Welcome to our monthly round-up of what’s good on the web. This month we’re bringing you designs featuring inspiring uses of positive colors, large type, retro elements, illustrations, and so much more.
Whether your style is bold, soft, or somewhere in between, we’ve got something perfect for you. So let’s take a look at some of this month’s must-see website designs to get some fresh ideas for your upcoming projects.
This site for floral design studio Plantica keeps its navigation and content simple and concentrates on the visuals. The result is beautiful and a pleasure to explore.
Counter forms promote emerging antipodean type designers.

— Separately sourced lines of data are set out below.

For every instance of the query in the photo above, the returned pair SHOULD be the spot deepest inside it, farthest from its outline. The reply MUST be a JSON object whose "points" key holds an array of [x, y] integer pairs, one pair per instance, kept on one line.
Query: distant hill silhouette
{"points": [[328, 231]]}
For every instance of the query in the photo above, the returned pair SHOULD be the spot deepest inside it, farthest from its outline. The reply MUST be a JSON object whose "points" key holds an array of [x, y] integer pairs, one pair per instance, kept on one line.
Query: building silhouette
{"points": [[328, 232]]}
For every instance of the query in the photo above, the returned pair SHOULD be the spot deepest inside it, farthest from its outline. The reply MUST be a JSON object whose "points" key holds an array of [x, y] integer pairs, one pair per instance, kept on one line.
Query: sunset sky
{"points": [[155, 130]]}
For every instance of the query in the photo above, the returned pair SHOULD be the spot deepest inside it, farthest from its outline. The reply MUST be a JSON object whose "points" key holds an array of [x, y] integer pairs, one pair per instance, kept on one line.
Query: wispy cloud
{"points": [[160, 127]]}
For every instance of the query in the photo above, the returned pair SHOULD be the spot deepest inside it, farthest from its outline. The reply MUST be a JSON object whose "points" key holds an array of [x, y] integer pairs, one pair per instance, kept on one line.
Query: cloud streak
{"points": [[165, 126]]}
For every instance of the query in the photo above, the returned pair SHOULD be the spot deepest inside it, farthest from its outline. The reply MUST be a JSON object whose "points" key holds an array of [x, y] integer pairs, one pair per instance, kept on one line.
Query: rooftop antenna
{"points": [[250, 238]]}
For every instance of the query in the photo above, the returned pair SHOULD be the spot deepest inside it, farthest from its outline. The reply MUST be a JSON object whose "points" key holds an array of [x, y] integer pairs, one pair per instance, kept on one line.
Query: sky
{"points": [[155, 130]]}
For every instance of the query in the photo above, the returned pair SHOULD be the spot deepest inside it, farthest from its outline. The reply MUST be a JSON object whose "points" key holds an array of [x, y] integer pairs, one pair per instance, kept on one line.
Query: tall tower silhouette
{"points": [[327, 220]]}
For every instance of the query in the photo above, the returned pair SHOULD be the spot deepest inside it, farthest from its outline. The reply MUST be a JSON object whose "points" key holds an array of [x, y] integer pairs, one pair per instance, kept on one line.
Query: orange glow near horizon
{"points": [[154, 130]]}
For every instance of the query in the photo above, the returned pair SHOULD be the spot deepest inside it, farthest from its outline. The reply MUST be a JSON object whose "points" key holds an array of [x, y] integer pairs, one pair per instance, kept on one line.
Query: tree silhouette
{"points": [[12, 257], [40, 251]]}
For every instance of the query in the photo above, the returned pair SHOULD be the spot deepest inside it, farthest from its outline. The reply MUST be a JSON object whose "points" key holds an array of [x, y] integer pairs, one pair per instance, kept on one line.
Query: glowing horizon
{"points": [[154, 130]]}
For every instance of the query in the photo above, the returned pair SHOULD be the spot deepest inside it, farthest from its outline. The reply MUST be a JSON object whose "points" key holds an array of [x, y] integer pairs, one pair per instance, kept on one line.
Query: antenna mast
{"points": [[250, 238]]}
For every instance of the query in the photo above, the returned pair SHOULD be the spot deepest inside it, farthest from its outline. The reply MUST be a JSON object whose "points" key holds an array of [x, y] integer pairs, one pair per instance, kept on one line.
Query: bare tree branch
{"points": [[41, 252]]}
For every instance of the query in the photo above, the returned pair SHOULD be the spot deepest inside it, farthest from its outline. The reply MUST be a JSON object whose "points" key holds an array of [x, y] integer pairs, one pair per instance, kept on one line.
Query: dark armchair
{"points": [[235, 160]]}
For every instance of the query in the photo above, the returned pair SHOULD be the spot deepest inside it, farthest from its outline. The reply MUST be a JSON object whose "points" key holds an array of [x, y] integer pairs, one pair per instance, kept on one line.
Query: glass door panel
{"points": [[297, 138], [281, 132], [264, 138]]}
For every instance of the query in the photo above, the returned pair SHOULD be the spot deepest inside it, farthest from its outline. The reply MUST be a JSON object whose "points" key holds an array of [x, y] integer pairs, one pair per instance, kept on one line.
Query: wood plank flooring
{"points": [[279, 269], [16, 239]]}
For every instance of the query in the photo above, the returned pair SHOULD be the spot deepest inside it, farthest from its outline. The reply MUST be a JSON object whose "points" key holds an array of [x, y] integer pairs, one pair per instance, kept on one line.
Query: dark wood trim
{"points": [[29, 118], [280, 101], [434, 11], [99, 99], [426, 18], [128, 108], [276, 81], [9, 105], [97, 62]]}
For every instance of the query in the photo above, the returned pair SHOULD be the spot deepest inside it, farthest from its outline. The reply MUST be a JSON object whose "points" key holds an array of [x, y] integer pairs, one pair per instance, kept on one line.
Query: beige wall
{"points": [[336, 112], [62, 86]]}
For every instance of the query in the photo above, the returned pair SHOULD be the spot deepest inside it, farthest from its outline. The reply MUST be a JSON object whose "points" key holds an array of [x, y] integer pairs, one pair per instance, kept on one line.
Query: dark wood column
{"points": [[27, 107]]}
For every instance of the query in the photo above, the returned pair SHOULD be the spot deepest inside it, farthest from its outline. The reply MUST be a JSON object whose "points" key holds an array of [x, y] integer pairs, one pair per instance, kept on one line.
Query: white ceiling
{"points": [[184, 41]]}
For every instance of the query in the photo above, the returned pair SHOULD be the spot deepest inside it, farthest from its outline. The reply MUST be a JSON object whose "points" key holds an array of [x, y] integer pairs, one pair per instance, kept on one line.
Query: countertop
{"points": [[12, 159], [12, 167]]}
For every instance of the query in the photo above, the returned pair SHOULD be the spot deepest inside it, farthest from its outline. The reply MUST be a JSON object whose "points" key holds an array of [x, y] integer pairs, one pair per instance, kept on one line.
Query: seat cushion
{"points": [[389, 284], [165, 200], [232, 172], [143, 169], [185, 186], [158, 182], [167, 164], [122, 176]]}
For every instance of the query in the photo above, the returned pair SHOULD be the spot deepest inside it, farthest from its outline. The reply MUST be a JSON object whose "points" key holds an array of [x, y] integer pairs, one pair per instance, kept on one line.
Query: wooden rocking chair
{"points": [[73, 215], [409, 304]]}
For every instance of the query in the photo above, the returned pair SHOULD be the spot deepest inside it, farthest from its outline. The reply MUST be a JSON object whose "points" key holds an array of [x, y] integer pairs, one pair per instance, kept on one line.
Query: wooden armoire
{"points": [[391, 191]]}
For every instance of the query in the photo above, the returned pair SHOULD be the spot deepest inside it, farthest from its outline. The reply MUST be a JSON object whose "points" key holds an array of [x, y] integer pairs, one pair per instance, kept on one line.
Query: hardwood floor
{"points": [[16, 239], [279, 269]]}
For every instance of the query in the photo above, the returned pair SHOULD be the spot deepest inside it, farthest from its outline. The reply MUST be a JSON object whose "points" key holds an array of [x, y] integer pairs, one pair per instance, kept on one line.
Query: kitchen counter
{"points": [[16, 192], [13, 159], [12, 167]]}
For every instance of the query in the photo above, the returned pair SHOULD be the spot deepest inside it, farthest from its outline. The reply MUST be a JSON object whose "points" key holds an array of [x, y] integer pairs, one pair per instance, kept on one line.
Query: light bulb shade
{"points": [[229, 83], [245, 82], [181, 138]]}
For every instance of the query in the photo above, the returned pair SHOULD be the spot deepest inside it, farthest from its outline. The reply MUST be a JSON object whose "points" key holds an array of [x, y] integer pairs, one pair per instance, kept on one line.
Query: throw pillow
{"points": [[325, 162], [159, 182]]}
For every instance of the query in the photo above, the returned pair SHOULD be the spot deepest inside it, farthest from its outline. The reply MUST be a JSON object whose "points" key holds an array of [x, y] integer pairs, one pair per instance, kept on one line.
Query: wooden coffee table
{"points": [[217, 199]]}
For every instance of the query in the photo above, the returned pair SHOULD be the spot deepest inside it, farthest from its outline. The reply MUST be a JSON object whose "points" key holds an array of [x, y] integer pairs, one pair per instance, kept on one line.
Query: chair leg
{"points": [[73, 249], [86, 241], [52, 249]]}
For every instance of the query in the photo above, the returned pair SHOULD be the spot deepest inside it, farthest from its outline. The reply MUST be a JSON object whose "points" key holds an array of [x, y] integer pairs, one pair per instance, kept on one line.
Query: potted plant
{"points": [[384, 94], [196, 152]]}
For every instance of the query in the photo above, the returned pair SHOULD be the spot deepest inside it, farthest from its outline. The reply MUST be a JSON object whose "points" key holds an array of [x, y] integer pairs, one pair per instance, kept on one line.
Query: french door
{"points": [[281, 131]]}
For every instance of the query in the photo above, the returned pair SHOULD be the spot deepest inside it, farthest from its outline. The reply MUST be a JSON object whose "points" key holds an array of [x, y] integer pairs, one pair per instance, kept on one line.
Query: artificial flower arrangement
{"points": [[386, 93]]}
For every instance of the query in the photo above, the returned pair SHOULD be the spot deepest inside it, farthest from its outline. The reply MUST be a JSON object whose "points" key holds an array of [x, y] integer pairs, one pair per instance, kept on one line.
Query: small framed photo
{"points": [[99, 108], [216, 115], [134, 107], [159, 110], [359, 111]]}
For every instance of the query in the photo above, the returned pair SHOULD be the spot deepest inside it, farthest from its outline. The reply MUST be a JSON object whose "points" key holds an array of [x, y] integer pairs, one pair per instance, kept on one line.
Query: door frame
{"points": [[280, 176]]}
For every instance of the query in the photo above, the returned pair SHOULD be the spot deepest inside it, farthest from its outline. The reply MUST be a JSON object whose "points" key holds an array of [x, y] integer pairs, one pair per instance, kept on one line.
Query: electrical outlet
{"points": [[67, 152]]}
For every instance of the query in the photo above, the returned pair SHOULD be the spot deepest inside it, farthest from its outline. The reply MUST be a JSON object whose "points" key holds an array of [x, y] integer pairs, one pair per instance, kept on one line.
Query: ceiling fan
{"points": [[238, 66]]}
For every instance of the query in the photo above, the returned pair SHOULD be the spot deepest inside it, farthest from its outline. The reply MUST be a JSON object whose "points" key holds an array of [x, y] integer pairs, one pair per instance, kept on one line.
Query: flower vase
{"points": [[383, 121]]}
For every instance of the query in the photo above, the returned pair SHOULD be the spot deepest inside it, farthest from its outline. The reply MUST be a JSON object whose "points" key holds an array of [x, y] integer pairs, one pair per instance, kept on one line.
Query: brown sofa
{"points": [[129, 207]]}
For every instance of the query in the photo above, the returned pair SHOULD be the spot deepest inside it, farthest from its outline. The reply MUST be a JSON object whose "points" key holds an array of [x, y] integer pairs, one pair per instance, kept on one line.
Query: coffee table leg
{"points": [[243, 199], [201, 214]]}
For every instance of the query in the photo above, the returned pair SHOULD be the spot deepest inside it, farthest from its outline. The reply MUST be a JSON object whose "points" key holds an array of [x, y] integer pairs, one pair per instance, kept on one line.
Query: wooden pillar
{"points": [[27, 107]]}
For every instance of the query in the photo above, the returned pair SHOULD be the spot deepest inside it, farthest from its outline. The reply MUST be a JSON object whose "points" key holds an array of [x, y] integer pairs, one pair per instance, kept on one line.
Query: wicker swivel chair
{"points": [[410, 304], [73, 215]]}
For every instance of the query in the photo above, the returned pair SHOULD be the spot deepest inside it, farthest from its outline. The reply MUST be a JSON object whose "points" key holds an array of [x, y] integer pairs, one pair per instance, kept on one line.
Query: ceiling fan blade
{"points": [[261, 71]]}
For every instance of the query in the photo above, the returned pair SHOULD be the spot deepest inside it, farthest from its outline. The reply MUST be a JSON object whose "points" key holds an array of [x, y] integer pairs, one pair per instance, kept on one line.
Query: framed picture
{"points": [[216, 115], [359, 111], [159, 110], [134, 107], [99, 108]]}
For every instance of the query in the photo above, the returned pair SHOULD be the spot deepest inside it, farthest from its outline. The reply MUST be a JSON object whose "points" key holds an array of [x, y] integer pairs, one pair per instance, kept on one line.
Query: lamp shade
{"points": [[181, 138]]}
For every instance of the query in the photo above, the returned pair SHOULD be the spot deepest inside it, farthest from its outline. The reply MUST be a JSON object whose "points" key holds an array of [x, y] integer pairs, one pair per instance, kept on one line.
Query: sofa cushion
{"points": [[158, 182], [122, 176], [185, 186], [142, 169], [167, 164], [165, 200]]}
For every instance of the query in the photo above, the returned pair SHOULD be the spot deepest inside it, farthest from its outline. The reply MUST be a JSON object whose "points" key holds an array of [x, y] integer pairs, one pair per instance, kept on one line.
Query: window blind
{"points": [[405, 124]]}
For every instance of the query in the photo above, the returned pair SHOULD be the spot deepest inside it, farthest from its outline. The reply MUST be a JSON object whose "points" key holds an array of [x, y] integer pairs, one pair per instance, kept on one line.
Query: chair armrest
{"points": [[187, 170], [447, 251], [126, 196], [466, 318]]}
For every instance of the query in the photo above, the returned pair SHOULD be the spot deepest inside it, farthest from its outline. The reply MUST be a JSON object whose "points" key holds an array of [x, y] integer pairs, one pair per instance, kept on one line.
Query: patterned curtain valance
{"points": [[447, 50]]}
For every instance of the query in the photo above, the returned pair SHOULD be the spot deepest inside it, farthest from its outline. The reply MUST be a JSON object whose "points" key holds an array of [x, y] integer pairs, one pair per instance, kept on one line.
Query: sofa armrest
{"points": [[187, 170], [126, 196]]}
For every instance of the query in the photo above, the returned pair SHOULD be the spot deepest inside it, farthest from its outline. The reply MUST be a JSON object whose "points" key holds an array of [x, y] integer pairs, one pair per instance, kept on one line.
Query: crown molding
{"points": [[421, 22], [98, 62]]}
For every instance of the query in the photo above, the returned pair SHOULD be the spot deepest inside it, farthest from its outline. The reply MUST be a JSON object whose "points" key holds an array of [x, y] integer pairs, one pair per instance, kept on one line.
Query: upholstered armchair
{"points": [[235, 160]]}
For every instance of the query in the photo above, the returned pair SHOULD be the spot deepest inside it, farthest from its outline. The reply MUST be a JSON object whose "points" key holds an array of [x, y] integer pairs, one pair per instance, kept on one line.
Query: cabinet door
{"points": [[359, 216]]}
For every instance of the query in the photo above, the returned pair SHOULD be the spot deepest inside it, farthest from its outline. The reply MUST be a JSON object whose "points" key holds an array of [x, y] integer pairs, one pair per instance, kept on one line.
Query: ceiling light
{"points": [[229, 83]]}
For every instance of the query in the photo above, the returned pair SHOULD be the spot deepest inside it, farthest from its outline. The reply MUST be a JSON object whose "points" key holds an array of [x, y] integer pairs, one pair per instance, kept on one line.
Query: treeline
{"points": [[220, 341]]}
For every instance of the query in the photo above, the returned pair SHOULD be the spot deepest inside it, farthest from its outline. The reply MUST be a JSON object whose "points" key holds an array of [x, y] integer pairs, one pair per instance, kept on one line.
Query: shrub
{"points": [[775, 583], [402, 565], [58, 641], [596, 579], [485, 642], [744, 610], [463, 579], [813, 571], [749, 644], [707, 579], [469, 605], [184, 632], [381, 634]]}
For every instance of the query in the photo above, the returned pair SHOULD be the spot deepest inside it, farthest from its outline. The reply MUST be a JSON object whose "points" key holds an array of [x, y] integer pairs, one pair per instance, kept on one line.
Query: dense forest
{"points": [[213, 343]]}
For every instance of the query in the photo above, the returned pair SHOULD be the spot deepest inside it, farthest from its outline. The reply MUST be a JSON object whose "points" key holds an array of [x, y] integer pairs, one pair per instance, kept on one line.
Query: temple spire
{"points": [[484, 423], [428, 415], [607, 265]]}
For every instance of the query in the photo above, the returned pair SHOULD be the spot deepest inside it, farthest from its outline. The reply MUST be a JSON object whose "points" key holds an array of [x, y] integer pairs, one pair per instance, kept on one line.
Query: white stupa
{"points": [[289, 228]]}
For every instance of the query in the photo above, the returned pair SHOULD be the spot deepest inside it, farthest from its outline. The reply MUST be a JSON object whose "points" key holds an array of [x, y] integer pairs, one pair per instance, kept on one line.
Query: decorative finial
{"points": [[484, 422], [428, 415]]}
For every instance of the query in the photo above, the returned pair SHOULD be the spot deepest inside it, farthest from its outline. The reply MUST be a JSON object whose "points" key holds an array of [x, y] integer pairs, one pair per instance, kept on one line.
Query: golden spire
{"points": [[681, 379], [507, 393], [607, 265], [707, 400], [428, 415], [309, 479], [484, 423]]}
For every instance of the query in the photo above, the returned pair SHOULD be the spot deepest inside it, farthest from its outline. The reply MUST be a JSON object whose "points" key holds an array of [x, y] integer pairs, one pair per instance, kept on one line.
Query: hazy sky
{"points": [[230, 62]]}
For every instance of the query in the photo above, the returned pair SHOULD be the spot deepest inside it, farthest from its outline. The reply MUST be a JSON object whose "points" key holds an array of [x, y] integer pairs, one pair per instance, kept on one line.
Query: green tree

Featuring a handful of typefaces as well as articles on type, there are no images per se. Visual interest is created using element backgrounds, creating a collage-style look. The grid on/off toggle on the home page is a nice detail.
While Vivien’s Creative follows what has become a fairly standard template for creative management agencies these days, the image curation is top-notch here. Although the work shown is by different artists, they work together well to create a homogeneous whole.
East Side Paddle Club — a private pickleball club opening in Fall 2023 — goes for a fun, vintage look in this simple, one-page site. The content is spare but doesn’t feel lacking, and the result is friendly and inviting.
Parisian restaurant Tour d’Argent is famous for its duck. Instead of the usual glossy photographs of food, it uses vintage mid-20th-century style illustrations featuring anthropomorphic ducks to add visual appeal.
Rootfood is a personalized nutritional advisor and private chef service. Built using Nuxt, the sideways scrolling on desktop combined with the well-positioned photographs create a pleasing experience. It is even simpler on mobile, and the different text colors come more to life.
This site for Vinny’s Clam Bar goes for a style that evokes an Italian eatery more Martin Scorsese than Villa Borghese. It’s bold with a retro twist.
There are so many great designer and developer portfolio sites out there it can be hard to come up with something that conveys professionalism and personality at once. Pierre Mouchan has achieved that with his illustrated introduction.
Atlas Card is a payment and rewards card that offers some pretty nice perks aimed at a wealthy clientele. To reflect this, the website keeps things minimal, with soft edges, clean type, and light colors.
This site for Creado design agency has a light and airy feeling to it. Work is presented well, and even a non-German speaker can have no problem getting around the site.
Photographer Lasse Fløde’s site switches between a more spaced-out, irregular layout for selected showcase images and a tighter, regular grid for archive work. It’s an effective way of showing a lot of work without overloading the viewer.
Atelier Oslo’s site is another excellent example of an irregular grid. The varying image sizes mean the eye doesn’t get bored, and each image maintains its impact.
On the one hand, this site for Homegrown Garden Centre may not immediately strike the user as being for a garden center, and so could be considered a failure. On the other hand, most garden center websites do little to entice visitors to the physical place. This one does.
Tigermilk’s site goes for a more-is-more approach. There is giant type, illustration, layered images, on-scroll animation, video, and bright color. It all works together to create a fun, vibrant atmosphere.
This year’s AGI Open is in Auckland, Aotearoa. You would hope that a website for a conference featuring 30 of the world’s top designers would be pretty good, and this one is. It’s simple and easy to get around.
This is a marketing survey report on differing generations’ attitudes to receiving mail. It uses color and a clean layout to present the information clearly and in a way that maintains interest.
This report is about the impact of a more circular and more sustainable fashion industry. The positive colors, large, confident type, and overall modern feel reinforce that it is demonstrating the benefits of change.